Опять белые носочки. Тоже ведь — эпопея! Представьте себе, практически она их не снимает никогда.
Как в гробу.
И когда трахается — тоже.
Направленные в зенит и разведенные, мощные, увенчанные носочками торчат ее ноги, а между ними, у основания этой пирамиды, где тепло, копошусь я, добывая трением оргазм.
А дело в том, что у нее ноги постоянно мерзнут. Не женщина, а передвижной госпиталь.
В тему…
Холодно на улице.
Как в ту новогоднюю ночь…
Я провожал Ванечкину девушку домой, на Исполкомскую. Почти дошли до дома — какой-то темный переулок, упирающиийся в ее парадную.
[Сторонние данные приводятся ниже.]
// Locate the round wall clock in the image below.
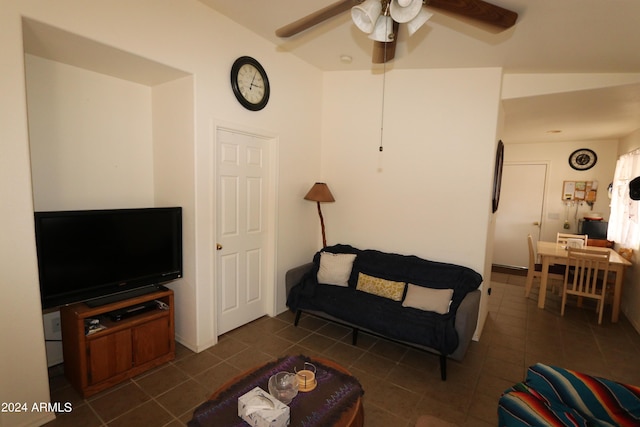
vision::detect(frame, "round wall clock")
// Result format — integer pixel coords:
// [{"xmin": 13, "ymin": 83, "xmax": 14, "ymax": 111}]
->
[
  {"xmin": 231, "ymin": 56, "xmax": 271, "ymax": 111},
  {"xmin": 569, "ymin": 148, "xmax": 598, "ymax": 171}
]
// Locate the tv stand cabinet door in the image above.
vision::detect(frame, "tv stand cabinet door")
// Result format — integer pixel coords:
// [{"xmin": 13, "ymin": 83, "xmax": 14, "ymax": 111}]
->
[
  {"xmin": 87, "ymin": 329, "xmax": 133, "ymax": 385},
  {"xmin": 132, "ymin": 316, "xmax": 173, "ymax": 366}
]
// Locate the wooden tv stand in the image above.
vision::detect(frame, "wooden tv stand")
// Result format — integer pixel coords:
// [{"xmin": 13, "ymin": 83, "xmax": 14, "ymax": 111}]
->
[{"xmin": 60, "ymin": 288, "xmax": 175, "ymax": 397}]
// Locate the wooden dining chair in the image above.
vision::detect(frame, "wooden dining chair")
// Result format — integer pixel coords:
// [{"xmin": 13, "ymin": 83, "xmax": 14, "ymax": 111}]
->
[
  {"xmin": 524, "ymin": 234, "xmax": 564, "ymax": 297},
  {"xmin": 556, "ymin": 233, "xmax": 589, "ymax": 247},
  {"xmin": 560, "ymin": 248, "xmax": 610, "ymax": 325}
]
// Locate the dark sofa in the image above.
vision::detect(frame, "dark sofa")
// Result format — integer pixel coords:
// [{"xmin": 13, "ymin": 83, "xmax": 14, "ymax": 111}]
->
[{"xmin": 285, "ymin": 245, "xmax": 482, "ymax": 380}]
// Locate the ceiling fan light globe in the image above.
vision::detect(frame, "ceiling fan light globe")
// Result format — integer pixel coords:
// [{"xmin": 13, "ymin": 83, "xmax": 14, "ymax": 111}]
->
[
  {"xmin": 389, "ymin": 0, "xmax": 422, "ymax": 24},
  {"xmin": 407, "ymin": 9, "xmax": 433, "ymax": 37},
  {"xmin": 351, "ymin": 0, "xmax": 382, "ymax": 34},
  {"xmin": 369, "ymin": 15, "xmax": 394, "ymax": 42}
]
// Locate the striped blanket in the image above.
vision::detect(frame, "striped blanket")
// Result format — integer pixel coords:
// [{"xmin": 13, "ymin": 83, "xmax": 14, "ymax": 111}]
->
[{"xmin": 498, "ymin": 363, "xmax": 640, "ymax": 427}]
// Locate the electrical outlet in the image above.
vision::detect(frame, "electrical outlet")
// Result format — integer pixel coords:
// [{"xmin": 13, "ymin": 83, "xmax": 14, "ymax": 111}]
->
[{"xmin": 51, "ymin": 316, "xmax": 60, "ymax": 333}]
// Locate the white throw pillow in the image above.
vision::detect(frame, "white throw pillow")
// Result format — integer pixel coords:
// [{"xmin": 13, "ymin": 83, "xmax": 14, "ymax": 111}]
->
[
  {"xmin": 317, "ymin": 252, "xmax": 356, "ymax": 286},
  {"xmin": 402, "ymin": 283, "xmax": 453, "ymax": 314}
]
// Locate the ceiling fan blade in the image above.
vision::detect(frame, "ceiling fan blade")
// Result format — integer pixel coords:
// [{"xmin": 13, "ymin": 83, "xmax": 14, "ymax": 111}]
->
[
  {"xmin": 276, "ymin": 0, "xmax": 364, "ymax": 37},
  {"xmin": 425, "ymin": 0, "xmax": 518, "ymax": 28},
  {"xmin": 371, "ymin": 21, "xmax": 400, "ymax": 64}
]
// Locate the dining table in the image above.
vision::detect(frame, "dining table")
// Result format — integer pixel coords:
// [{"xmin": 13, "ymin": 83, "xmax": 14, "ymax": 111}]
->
[{"xmin": 537, "ymin": 241, "xmax": 632, "ymax": 323}]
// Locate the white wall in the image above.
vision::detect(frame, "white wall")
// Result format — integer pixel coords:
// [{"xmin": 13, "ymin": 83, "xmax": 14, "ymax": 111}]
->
[
  {"xmin": 322, "ymin": 69, "xmax": 501, "ymax": 274},
  {"xmin": 25, "ymin": 55, "xmax": 153, "ymax": 211},
  {"xmin": 504, "ymin": 140, "xmax": 618, "ymax": 241},
  {"xmin": 0, "ymin": 0, "xmax": 322, "ymax": 426},
  {"xmin": 322, "ymin": 69, "xmax": 502, "ymax": 340}
]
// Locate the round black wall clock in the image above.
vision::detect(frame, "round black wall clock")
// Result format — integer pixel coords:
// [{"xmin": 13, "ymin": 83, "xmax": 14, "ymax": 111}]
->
[
  {"xmin": 569, "ymin": 148, "xmax": 598, "ymax": 171},
  {"xmin": 231, "ymin": 56, "xmax": 271, "ymax": 111}
]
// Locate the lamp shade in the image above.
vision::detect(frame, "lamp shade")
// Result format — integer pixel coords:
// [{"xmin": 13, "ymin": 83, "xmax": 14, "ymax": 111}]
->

Из подворотни двое длинных, внезапно. И сразу нож у живота.
«Шубу, пальто и деньги — по-быстрому!»
Холод в животе. Тоска. Время потекло медленно-медленно, в нереальности.
Лица плохо видны.
Снимаю с себя шарф — целую вечность. Передаю тому, у которого нож. Он отводит руку с ножом от живота и двумя руками подхватывает шарф.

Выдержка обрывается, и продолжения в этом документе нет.